You are viewing a plain text version of this content. The canonical link for it is here.

Posted to dev@spark.apache.org by John Carrino <jo...@gmail.com> on 2015/06/02 22:50:47 UTC

Possible space improvements to shuffle

One thing I have noticed with ExternalSorter is that if an ordering is not
defined, it does the sort using only the partition_id, instead of
(parition_id, hash).  This means that on the reduce side you need to pull
the entire dataset into memory before you can begin iterating over the
results.

I figure since we are doing a sort of the data anyway it doesn't seem more
expensive to sort by (parition, hash).  That way the reducer can do a merge
and only has the hold in memory the data for a single int hashCode before
it can combine then and start returning results form the iterator.

Has this already been discussed?  If so, can someone point me in the right
direction to find out more?

Thanks for any help!
-jc

p.s. I am using spark version 1.3.1.  The code I am looking at below is
from ExternalSorter#partitionedIterator.  I think maybe
!ordering.isDefined should also include "&& !aggregator.isDefined"

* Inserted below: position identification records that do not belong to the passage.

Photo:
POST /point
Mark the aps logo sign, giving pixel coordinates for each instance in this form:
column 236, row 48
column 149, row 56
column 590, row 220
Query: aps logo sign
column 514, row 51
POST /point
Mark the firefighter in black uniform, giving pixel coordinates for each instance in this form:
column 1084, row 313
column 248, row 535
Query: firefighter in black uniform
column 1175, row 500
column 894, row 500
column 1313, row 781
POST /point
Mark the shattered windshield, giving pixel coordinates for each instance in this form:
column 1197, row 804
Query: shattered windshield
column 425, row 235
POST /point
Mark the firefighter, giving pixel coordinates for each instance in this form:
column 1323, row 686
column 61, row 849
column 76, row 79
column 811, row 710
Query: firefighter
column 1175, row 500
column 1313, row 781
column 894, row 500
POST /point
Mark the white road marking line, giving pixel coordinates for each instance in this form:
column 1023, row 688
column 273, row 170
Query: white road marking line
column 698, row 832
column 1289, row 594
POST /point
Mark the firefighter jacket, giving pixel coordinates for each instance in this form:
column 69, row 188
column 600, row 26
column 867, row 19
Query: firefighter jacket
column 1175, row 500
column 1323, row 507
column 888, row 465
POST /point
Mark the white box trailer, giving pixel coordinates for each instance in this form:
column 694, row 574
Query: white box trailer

   if (spills.isEmpty && partitionWriters == null) {
      // Special case: if we have only in-memory data, we don't need to
merge streams, and perhaps
      // we don't even need to sort by anything other than partition ID
      if (!ordering.isDefined) {
        // The user hasn't requested sorted keys, so only sort by partition
ID, not key

groupByPartition(collection.destructiveSortedIterator(partitionComparator))
      } else {
        // We do need to sort by both partition ID and key

groupByPartition(collection.destructiveSortedIterator(partitionKeyComparator))
      }

Re: Possible space improvements to shuffle

Posted by John Carrino <jo...@gmail.com>.

Yes, I think that bug is what I want.  Thank you.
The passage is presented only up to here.